Ultimately, it is this ability to rebuild that sets Montag apart from his contemporaries and his society, and even apart from Faber, for, unlike Faber, Montag is as much against the self-destruction of his society as he is a product of it. He neither completely denounces it nor does he completely accept it; rather, he agrees to carry out Faber’s joking suggestion that they plant books in the houses of firemen in order to ‘solve’ the problem of firemen and book-burning altogether.
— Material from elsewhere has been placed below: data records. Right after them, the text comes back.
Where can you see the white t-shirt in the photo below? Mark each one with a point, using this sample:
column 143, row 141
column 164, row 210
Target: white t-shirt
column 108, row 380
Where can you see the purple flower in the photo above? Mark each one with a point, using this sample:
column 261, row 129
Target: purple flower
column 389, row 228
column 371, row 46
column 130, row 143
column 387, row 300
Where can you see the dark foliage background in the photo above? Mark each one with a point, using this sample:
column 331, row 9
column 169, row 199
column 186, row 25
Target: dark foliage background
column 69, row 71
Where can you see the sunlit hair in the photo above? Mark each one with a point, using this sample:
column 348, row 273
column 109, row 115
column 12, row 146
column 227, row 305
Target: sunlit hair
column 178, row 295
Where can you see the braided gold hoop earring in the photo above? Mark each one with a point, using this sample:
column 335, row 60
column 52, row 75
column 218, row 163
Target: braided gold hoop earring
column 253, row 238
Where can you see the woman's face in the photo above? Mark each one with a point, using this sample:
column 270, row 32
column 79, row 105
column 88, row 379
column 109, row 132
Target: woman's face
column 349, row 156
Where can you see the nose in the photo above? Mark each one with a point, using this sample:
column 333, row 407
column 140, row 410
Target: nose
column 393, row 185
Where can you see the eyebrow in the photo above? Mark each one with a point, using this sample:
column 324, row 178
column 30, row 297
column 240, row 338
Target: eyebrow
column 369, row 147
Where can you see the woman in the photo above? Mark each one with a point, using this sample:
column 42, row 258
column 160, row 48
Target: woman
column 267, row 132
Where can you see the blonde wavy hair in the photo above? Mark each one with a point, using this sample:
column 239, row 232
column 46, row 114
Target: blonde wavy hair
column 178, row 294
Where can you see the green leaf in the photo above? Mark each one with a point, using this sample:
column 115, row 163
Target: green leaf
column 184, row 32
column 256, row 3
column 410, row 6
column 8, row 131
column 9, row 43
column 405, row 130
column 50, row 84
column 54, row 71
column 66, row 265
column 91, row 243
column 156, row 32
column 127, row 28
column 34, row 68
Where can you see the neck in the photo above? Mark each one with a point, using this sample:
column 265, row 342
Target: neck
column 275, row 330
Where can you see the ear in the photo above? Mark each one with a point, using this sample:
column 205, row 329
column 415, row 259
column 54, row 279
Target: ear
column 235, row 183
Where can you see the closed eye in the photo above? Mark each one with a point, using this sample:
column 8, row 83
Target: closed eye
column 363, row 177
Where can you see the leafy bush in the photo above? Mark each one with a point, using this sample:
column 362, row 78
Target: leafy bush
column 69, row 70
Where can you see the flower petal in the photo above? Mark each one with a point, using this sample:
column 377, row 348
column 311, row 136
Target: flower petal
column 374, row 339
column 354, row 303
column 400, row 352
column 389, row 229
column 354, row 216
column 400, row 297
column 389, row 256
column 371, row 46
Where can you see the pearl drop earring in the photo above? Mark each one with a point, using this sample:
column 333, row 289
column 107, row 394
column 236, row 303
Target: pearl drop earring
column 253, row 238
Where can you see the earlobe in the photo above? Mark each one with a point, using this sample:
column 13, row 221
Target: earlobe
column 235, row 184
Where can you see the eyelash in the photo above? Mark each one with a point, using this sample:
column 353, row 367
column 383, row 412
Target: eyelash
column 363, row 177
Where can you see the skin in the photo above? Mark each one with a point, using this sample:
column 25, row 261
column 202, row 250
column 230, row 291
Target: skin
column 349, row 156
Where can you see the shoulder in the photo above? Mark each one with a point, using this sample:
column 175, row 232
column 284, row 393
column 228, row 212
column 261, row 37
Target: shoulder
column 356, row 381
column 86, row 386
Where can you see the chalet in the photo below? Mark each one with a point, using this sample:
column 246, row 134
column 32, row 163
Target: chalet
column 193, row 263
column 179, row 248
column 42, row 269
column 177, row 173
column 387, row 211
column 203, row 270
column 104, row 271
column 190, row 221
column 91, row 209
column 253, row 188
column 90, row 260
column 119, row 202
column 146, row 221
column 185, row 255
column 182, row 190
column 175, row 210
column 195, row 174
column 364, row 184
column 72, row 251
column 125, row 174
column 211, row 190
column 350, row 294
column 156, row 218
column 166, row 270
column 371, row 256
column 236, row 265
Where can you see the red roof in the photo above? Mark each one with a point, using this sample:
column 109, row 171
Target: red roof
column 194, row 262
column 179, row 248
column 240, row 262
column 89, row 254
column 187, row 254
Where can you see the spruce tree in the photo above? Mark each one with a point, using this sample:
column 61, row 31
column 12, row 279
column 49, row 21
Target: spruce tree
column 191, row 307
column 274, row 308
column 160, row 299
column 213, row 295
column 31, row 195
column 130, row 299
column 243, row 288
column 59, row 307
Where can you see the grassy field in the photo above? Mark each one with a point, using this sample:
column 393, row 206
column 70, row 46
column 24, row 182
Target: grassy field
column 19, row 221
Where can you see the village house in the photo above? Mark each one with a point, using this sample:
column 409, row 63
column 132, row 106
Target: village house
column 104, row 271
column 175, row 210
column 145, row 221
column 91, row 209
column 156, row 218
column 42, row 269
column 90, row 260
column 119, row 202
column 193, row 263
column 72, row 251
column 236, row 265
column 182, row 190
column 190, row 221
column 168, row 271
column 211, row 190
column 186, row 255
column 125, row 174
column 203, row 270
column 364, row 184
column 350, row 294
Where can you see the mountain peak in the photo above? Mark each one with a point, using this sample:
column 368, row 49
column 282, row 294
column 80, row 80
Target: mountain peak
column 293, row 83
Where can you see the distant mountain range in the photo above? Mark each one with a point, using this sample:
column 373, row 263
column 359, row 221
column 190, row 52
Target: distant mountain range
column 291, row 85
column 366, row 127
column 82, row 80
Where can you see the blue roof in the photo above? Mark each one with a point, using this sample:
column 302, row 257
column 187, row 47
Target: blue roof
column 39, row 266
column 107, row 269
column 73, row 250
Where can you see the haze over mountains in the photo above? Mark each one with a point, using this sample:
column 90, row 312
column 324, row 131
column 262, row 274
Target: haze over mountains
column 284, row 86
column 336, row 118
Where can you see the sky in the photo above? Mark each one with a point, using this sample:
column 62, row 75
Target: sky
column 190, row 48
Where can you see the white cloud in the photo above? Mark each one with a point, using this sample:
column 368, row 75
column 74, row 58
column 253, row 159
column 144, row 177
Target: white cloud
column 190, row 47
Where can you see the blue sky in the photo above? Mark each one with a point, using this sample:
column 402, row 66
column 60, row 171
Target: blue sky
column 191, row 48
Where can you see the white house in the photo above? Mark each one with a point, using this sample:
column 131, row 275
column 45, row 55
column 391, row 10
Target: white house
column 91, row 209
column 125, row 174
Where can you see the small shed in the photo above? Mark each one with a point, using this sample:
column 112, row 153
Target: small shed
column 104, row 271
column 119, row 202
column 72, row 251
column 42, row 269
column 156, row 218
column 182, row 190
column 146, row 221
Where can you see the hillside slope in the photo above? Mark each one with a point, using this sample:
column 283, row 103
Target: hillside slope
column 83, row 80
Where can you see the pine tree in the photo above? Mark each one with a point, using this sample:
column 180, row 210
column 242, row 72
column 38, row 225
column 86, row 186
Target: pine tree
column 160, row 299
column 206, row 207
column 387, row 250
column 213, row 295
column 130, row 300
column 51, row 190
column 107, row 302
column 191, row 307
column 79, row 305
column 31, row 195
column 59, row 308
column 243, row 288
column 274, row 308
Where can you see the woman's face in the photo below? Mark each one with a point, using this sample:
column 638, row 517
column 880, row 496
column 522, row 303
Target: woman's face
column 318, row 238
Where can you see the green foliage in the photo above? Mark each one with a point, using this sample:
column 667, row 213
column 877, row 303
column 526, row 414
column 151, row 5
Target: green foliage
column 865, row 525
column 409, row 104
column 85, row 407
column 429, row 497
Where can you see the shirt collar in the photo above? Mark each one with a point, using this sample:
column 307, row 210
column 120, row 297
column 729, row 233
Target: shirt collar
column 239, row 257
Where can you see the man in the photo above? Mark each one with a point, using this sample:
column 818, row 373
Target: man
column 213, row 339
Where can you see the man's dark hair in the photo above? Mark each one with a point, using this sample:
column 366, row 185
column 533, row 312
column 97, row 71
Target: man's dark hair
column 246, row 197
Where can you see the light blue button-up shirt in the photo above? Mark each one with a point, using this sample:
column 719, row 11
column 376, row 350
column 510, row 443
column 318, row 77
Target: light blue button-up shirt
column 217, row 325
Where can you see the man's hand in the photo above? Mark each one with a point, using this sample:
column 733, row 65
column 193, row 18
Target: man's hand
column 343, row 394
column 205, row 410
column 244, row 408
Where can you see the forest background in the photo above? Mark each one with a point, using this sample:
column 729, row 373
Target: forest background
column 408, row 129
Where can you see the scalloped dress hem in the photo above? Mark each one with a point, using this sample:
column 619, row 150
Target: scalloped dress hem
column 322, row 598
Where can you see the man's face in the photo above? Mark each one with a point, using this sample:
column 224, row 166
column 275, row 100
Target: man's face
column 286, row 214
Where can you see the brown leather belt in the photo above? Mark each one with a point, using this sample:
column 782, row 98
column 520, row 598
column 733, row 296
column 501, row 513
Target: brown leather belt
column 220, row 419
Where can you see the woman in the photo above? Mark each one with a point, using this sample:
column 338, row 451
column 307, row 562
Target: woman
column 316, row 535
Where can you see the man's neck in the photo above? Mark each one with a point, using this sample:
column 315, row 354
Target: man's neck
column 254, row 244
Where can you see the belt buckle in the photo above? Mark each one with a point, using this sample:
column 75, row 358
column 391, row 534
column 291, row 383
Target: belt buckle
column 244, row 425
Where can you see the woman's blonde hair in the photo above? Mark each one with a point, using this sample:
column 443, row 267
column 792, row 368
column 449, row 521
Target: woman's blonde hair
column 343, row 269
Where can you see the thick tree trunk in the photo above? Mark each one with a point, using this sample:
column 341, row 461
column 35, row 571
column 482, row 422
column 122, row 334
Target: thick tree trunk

“Fire is bright and fire is clean,” says Beatty; his solution is to destroy. “Do your own bit of saving,” says Faber, “and if you drown, at least die knowing you were headed for shore”; his solution is to create something better. Neither of these extremes will work as a ‘solution’ for the problems faced by a society that is founded on a fiction, and that denounces all other fiction. The only solution is to arrive at a compromise, to play by the rules of society in order to break them: “When you’ve got nothing to lose,” says Montag, “you run any risk you want.” This, then, is how he overcomes the obstacles of this book-burning society – he understands both the disease of self-destruction and its cure. And so it is that this self-destructive society is itself destroyed under his watch, and is rebuilt into something altogether more constructive by way of his hands.